Memcached DDoS: The new kid on the block

By Robin Schmitt, General Manager, APAC at Neustar

In the past month alone, the cyber security industry bore witness to a relatively new face of distributed denial of service (DDoS) amplification attacks in the form of Memcached DDoS that reached a peak of 1.35 Tbps – the largest attack ever mustered.

Recalibrating our tracks to 2017, brands continued to demonstrate the ongoing susceptibility to DDoS and other cyber breaches. The reverberations from these attacks were felt across all corners of businesses –  we saw stock prices fall and consumers lose confidence in brands as a result.

Instead of profiting on infamy, hackers are devising more ways to benefit while flying under the radar so attacks can go on longer, provide access to more data or affect specific targets in very granular ways.

A game of risk: attacks more determined with newer threat vectors

These attacks are dangerous because they can escalate quickly to leverage more than 100,000 servers to cause thousands of factors in amplified traffic with no warning. Unlike the formal botnet attacks used in large DDoS infiltrations, Memcached DDoS outages do not require a malware-driven botnet.

Perpetrators simply spoof the IP addresses of their targets and send several data packets to multiple Memcached servers that live on networks with high speed transit uplinks. The Memcached systems then return 50 times the data of the requests back to the victim – creating a perfect storm for high bandwidth DDoS amplification attacks.

While the average size of infiltrations has remained steady for three years straight at around 5Gbps, the volume of attacks, especially repeated ones against the same targets has increased. The Memcached DDoS attack uses exposed database caching servers to create massive amounts of traffic to target Layer 3 infrastructure elements. With simple spoofing and no authentication needed, attackers can generate traffic responses 10,000 to 51,000 greater than the size of the request.

The vigilant defender: detection and response

Attackers have since learned how to tease defenses, probe network vulnerabilities, and execute more lethal strikes. The difficulty in being able to effectively and efficiently detect and respond to DDoS attacks has no doubt frustrated those who work to protect revenue flows, critical infrastructure, and brand reputations. Today, the vigilant defender knows that when DDoS attacks are detected, there is a 50/50 chance that it is a race against crime.

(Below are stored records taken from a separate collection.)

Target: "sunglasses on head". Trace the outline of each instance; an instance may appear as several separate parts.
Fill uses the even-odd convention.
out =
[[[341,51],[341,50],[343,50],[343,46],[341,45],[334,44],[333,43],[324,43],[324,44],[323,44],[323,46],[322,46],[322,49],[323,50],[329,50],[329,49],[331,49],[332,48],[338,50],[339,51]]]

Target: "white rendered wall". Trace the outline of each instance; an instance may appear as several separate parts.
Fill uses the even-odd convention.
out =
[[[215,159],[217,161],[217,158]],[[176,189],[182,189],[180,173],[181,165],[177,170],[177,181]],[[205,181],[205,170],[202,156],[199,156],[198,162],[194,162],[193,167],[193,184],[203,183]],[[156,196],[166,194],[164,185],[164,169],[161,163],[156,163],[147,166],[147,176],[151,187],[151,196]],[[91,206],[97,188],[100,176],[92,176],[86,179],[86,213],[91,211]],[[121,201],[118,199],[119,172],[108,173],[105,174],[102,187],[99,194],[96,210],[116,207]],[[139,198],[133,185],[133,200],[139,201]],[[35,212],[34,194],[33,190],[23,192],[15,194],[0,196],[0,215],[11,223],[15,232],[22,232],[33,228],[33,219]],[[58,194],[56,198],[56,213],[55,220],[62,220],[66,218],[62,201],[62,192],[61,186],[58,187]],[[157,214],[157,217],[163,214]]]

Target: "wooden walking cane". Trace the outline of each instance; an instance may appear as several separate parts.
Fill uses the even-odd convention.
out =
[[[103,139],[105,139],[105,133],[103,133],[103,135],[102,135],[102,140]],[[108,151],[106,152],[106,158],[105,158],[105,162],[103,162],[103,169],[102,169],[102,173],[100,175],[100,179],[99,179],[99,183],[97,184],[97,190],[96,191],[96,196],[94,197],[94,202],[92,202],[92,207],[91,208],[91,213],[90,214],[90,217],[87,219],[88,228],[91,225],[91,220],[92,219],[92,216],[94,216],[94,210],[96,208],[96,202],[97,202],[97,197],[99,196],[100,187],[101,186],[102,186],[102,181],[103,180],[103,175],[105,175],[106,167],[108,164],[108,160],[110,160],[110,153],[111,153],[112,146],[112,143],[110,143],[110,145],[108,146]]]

A study by Neustar found that while nearly all organisations have one or more defence layers in place, despite the heightened awareness, identification and reaction is taking more time and damages incurred are taking a higher toll. 90% of all respondents reported plans to invest more in defence solutions than the year before. Findings point towards how there is concern in the market that the solutions organisations are using may not be enough, and that currently the attackers truly have the upper hand.

No game delay allowed

Future-proofing mitigation networks to stop attacks before they reach their target destination will save brands billions each year from the impact of DDoS offensives. So this begs the question – how can organisations make smarter security decisions that meet the future requirements of an increasingly diverse threat landscape?

Whilst there is no sure-fire, cookie-cutter approach, it is certain that organisations need to start building up their muscle power against perpetrators. Fortunately, new approaches to security that combine the best of on-premise hardware and cloud-based solutions are changing how this game is played.

A hybrid model will ensure sound protection against smaller, yet more advanced, application level attacks, as well as providing the ability to mitigate large volumetric attacks. By understanding the threat, quantifying the risk to the organisation and implementing a right-sized mitigation solution, organisations can effectively mitigate the risk of Memcached DDoS offensives – ensuring the scorecard stands at Organisations: 1, Attackers: 0.